Tao Wang; Michelle L Lamb; Michael H Block; Audrey Molina Davies; Yongxin Han; Ethan Hoffmann; Stephanos Ioannidis; John A Josey; Zhong-Ying Liu; Paul D Lyne; Terry MacIntyre; Peter J Mohr; Charles A Omer; Tove Sjögren; Kenneth Thress; Bin Wang; Haiyun Wang; Dingwei Yu; Hai-Jun Zhang

doi:10.1021/ml300074j

Discovery of Disubstituted Imidazo[4,5-b]pyridines and Purines as Potent TrkA Inhibitors

ACS Med Chem Lett. 2012 Jul 26;3(9):705-9. doi: 10.1021/ml300074j. eCollection 2012 Sep 13.

Authors

Tao Wang¹, Michelle L Lamb¹, Michael H Block¹, Audrey Molina Davies¹, Yongxin Han², Ethan Hoffmann¹, Stephanos Ioannidis¹, John A Josey², Zhong-Ying Liu¹, Paul D Lyne¹, Terry MacIntyre¹, Peter J Mohr², Charles A Omer¹, Tove Sjögren³, Kenneth Thress¹, Bin Wang², Haiyun Wang¹, Dingwei Yu¹, Hai-Jun Zhang¹

Affiliations

¹ Oncology Innovative Medicines Unit, AstraZeneca R&D Boston , 35 Gatehouse Drive, Waltham, Massachusetts 02451, United States.
² Array BioPharma Inc. , 3200 Walnut Street, Boulder, Colorado 80301, United States.
³ Discovery Sciences, Innovative Medicines, AstraZeneca , Pepparedsleden S431 83 Mölndal, Sweden.

Abstract

Trk receptor tyrosine kinases have been implicated in cancer and pain.

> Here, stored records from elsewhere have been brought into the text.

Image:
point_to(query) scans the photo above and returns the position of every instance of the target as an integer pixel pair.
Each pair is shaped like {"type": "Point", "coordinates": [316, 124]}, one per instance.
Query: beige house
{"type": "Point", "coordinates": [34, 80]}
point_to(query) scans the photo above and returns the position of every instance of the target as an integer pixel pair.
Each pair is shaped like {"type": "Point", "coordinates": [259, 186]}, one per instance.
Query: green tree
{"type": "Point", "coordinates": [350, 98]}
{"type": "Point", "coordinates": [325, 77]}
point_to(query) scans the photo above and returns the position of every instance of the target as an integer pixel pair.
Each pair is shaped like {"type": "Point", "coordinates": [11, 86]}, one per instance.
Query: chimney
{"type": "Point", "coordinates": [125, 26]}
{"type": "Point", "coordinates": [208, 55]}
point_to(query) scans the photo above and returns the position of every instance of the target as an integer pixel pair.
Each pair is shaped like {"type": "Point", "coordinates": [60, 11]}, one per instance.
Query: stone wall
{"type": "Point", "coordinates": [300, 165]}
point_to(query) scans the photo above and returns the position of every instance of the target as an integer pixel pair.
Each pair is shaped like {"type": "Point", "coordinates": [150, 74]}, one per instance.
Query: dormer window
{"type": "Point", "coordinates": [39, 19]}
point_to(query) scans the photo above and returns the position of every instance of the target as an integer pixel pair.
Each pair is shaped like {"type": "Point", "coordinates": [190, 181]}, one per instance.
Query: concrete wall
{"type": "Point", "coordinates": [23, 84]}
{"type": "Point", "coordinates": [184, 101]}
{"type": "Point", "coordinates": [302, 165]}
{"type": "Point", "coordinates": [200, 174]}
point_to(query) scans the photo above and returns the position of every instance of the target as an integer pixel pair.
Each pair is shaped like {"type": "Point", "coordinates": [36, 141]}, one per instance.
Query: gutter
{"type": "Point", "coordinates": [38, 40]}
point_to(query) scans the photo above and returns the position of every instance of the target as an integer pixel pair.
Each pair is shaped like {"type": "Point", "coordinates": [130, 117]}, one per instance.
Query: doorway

A crystal structure of TrkA with AZ-23 (1a) was obtained, and scaffold hopping resulted in two 5/6-bicyclic series comprising either imidazo[4,5-b]pyridines or purines. Further optimization of these two fusion series led to compounds with subnanomolar potencies against TrkA kinase in cellular assays. Antitumor effects in a TrkA-driven mouse allograft model were demonstrated with compounds 2d and 3a.

Keywords: Trk; cancer; imidazo[4,5-b]pyridines; kinase inhibitors; purines.